Low-Impact Requirements: Counting Down to Enforcement of CIP-003-6
Sept. 1, 2017, marked the start of the one-year countdown to enforcement of the CIP-003-6 low-impact requirements covering Physical Security Controls and Electronic Access Controls. While an entire year might seem like a long time, meeting that deadline still could be a challenge for some.
Existing physical access controls have, for the most part, met the Standards Requirements, only requiring the creation of documentation of those controls. Meanwhile, the implementation of Electronic Access Controls has proved to be more of a challenge, especially for entities with existing routable communications. In many cases, these routable communications have been in place for years and were originally managed using router technology for the express purpose of routing traffic into the facility without a focus on enhanced filtering.

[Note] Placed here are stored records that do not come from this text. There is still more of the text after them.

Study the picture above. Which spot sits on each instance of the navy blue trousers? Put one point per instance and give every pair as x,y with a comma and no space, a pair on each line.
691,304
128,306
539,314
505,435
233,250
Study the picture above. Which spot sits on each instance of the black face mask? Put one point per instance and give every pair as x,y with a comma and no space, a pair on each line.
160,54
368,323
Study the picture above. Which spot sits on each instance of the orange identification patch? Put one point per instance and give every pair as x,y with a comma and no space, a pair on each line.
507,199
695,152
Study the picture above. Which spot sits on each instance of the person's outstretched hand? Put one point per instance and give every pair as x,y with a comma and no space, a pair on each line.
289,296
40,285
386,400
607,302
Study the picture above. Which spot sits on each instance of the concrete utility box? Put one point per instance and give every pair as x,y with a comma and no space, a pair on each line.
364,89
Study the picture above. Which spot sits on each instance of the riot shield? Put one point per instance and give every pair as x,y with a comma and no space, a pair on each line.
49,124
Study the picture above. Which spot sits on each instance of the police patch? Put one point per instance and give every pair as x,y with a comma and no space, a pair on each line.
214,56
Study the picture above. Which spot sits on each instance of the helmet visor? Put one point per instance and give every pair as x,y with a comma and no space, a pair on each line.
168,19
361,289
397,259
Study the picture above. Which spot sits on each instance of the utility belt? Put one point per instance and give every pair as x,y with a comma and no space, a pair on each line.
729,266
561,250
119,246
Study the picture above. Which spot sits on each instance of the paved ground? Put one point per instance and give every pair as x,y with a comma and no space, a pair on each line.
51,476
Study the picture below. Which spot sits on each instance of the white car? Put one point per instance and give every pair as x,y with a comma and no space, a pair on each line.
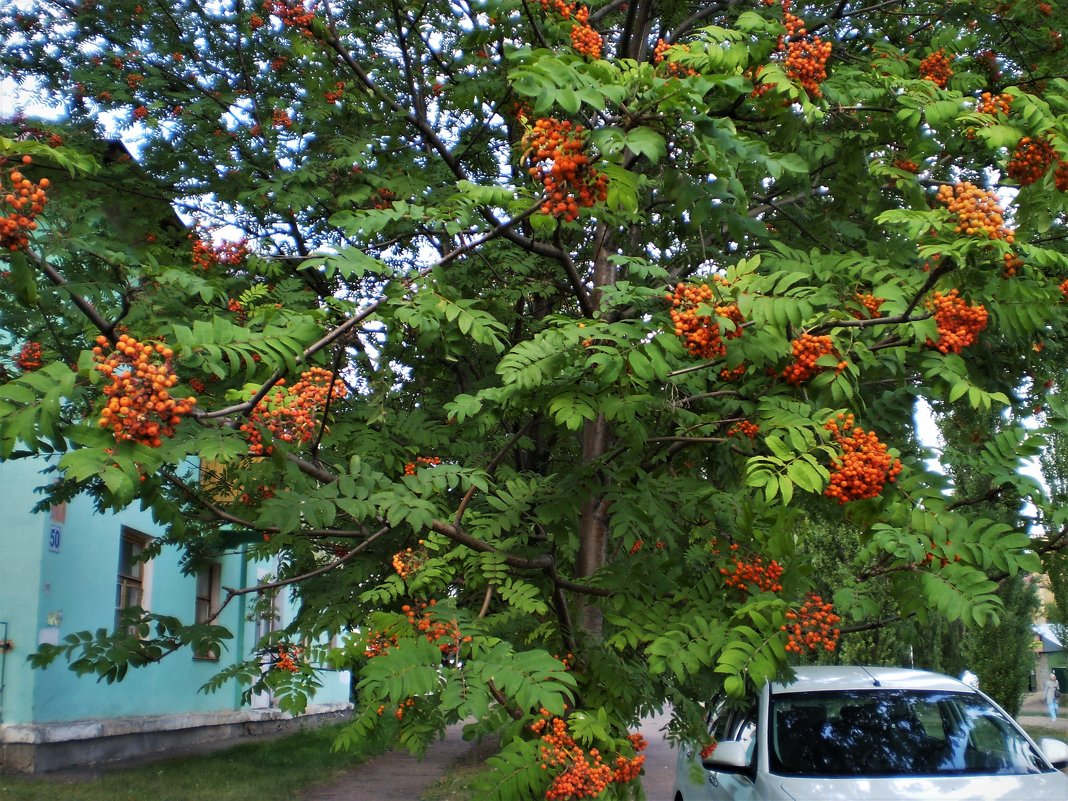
873,734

With CIP-003-6 and the updated CIP-003-7 Electronic Access Controls submitted for Federal Energy Regulatory Commission (FERC) approval, documentation will be required to track the inbound and outbound communications the Responsible Entity “deems necessary.” For that documentation, there have been many questions on what is required, with the most common question being, “Isn’t the Access Control List sufficient documentation?” The answer is a resounding no.
Regional Entities have indicated they are looking for documentation similar to what is expected for CIP-005-5, Requirement R1, Part 1.3 — technical and operational justification for the allowed communications. The technical information has been, for the most part, easy to determine; however, the operational information has been more of a challenge. Several tools, such as Wireshark, are available to collect the information necessary to assist in determining the operational information, and in many cases, can identify communication traffic that should not be allowed.
Failure to provide the necessary documentation to the Regional Entities puts Responsible Entities in a position that may not satisfy the requirements. This could result in a minimum of an Area of Concern and, at the most, a Potential Violation.